Creating and maintaining a tight-knit, high performing, quality relationship between our Sanctuary Construction Committee, our architect and our contractor is like weaving a fine piece of fabric:
- It must have a plan and it takes lots of research. So many decisions: How large? How Long? What kind of fiber? How much time & money is available?
- It's woven under tension. Too little and the weaving will sag. Too much and the threads will snap. We adjust the tension often.
- It must have a strong warp. In Navajo rug weaving, you can't see the warp. Those are the threads in the interior of the rug. The warp threads work behind the scenes and keep the backbone of the rug strong and durable.

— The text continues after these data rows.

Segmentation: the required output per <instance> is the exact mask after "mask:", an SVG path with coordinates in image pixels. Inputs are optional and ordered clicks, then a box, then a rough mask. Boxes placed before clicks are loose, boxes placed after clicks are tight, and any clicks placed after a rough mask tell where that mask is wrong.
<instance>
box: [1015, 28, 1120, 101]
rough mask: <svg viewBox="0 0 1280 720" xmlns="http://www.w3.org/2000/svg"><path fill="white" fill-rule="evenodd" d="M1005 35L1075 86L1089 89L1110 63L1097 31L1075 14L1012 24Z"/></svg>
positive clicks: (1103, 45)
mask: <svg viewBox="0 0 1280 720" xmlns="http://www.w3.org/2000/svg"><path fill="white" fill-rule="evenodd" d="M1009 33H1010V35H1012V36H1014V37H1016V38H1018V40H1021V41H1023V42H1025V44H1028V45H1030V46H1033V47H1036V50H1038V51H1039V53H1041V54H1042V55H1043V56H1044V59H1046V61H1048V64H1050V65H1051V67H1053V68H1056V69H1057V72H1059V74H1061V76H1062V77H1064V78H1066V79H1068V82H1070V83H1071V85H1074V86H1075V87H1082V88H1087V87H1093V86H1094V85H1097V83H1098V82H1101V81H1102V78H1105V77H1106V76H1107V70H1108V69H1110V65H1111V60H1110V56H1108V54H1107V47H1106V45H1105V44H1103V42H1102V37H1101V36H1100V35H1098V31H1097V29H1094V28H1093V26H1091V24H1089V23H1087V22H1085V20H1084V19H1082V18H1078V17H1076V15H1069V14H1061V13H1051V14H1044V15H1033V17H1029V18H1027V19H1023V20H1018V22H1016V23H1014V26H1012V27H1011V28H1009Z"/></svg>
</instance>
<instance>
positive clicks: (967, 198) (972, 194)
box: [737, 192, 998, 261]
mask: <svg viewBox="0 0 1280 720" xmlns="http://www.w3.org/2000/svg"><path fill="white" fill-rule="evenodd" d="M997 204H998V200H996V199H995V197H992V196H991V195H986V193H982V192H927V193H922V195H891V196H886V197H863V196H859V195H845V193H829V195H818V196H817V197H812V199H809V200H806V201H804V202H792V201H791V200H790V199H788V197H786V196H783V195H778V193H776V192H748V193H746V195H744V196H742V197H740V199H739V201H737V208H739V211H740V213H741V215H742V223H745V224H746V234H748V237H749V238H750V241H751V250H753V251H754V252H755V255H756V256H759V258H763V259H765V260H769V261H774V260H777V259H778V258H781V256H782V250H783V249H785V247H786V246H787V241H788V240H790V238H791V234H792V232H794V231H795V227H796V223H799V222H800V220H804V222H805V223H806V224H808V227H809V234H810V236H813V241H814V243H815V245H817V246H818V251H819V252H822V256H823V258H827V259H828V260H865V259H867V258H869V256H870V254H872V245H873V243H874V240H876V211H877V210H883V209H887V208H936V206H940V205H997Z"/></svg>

- It must have a beautiful weft. This is the pattern that you can see. It is woven one thread at a time. Some brightly colored threads are attention-getting and used for show; other more muted ones must harmonize and complement the others.
- One must make repairs as the cloth is in progress. A weaver asks for help when things begin to literally fall apart. And, it’s important to admit one’s mistakes.
- There must be no loose ends. When the fabric is finished, all the ends are tied off. It's important not to unravel!
Craig Spery is the chair of the sanctuary planning and construction committee, a subgroup of the Property Use Group (PUG).